Abstract:Objective To construct a prediction model of type 4 benign and malignant breast nodules by breast imaging reporting and data system (BI-RADS) based on multi-parameter magnetic resonance index. Methods A total of 135 lesions in 135 patients with type 4 breast nodules by BI-RADS treated in the 909th Hospital from January 2022 to January 2024 were retrospectively included, and they were divided into malignant group and benign group according to the nature of the lesions. Single-factor and multifactor methods were used to evaluate the independent predictors of type 4 benign and malignant breast nodules by BI-RADS. A prediction models of type 4 benign and malignant breast nodules by BI-RADS was constructed and the prediction efficiency was analyzed. Results There were 87 benign lesions and 48 malignant lesions in all 135 lesions of 135 patients. There were statistically significant differences in age (t=-5.485), lesion enhancement type (χ2=33.170), and average kurtosis value (t=-5.772) between the two groups (P<0.05). logistic multivariate analysis confirmed that age (OR=1.169), average kurtosis value (OR=483.393) and lesion enhancement type (OR=15.437) could be used as independent predictors of benign or malignant breast nodules of type 4 BI-RADS(P<0.05). Age, lesion enhancement type, mean kurtosis value and P-value prediction probability were used to predict the ROC curve of breast nodule, and the areas under the curve were 0.765, 0.720, 0.770 and 0.896, respectively. Conclusions Age, mean kurtosis value and lesion enhancement type are independent predictors of type 4 benign and malignant breast nodules by BI-RADS. The data model based on the above three factors has shown good efficiency in predicting the nature of breast nodules in patients.
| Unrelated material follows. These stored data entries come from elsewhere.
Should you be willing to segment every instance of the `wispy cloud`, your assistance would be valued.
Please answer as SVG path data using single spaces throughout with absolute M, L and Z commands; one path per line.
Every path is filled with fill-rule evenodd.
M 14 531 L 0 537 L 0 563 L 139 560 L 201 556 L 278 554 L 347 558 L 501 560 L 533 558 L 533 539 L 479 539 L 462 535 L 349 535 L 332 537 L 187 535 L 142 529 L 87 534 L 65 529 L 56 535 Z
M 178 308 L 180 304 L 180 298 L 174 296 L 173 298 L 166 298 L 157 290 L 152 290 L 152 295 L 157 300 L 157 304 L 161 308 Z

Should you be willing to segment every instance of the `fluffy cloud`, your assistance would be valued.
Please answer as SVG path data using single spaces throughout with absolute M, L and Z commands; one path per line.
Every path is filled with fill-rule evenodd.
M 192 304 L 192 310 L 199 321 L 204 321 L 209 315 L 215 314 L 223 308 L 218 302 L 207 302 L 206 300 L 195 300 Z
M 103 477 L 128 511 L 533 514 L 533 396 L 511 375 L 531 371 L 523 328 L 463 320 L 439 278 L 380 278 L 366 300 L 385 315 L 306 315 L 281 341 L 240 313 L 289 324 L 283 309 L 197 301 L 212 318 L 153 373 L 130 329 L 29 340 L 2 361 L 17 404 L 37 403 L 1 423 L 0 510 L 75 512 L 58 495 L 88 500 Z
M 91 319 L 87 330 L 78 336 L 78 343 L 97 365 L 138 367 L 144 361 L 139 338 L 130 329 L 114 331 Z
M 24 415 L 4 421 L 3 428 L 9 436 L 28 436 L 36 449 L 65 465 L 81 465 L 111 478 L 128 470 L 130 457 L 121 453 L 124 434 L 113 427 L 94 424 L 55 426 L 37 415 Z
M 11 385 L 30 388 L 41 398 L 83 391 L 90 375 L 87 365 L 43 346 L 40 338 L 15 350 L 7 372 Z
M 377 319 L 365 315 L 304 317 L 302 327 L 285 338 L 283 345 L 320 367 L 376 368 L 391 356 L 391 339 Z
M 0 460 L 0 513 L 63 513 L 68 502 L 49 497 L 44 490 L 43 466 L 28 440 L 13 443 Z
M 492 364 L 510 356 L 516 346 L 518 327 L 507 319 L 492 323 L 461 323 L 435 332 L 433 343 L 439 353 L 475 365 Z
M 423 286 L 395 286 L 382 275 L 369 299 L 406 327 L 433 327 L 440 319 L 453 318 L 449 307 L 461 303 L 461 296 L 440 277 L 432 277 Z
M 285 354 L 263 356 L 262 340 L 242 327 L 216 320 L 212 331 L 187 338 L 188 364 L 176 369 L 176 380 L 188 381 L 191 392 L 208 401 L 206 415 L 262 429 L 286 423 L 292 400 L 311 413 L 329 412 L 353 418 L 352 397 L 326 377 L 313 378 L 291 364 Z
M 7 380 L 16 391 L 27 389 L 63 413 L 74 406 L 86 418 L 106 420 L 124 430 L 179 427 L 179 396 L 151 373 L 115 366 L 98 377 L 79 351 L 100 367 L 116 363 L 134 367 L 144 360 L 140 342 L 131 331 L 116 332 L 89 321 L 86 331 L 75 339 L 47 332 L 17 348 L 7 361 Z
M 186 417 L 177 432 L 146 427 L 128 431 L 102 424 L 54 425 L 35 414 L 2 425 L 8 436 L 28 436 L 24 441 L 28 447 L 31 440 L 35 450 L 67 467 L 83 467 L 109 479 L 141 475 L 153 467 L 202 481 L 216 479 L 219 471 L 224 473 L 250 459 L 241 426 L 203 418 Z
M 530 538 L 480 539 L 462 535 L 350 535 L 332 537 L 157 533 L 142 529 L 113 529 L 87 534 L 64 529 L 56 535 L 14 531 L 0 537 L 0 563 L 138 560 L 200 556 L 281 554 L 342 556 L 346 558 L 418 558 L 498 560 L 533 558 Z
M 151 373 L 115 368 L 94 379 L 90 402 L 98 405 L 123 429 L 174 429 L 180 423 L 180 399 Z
林琼真, 陈佳韬, 方欣欣, 罗爱芳. 基于多参数磁共振指标的BI-RADS 4类乳腺结节良恶性预测模型构建[J]. 武警医学, 2025, 36(3): 200-204.
LIN Qiongzhen, CHEN Jiatao, FANG Xinxin, LUO Aifang. Construction of prediction model of type 4 benign and malignant breast nodules by BI-RADS based on multi-parameter magnetic resonance index. Med. J. Chin. Peop. Armed Poli. Forc., 2025, 36(3): 200-204.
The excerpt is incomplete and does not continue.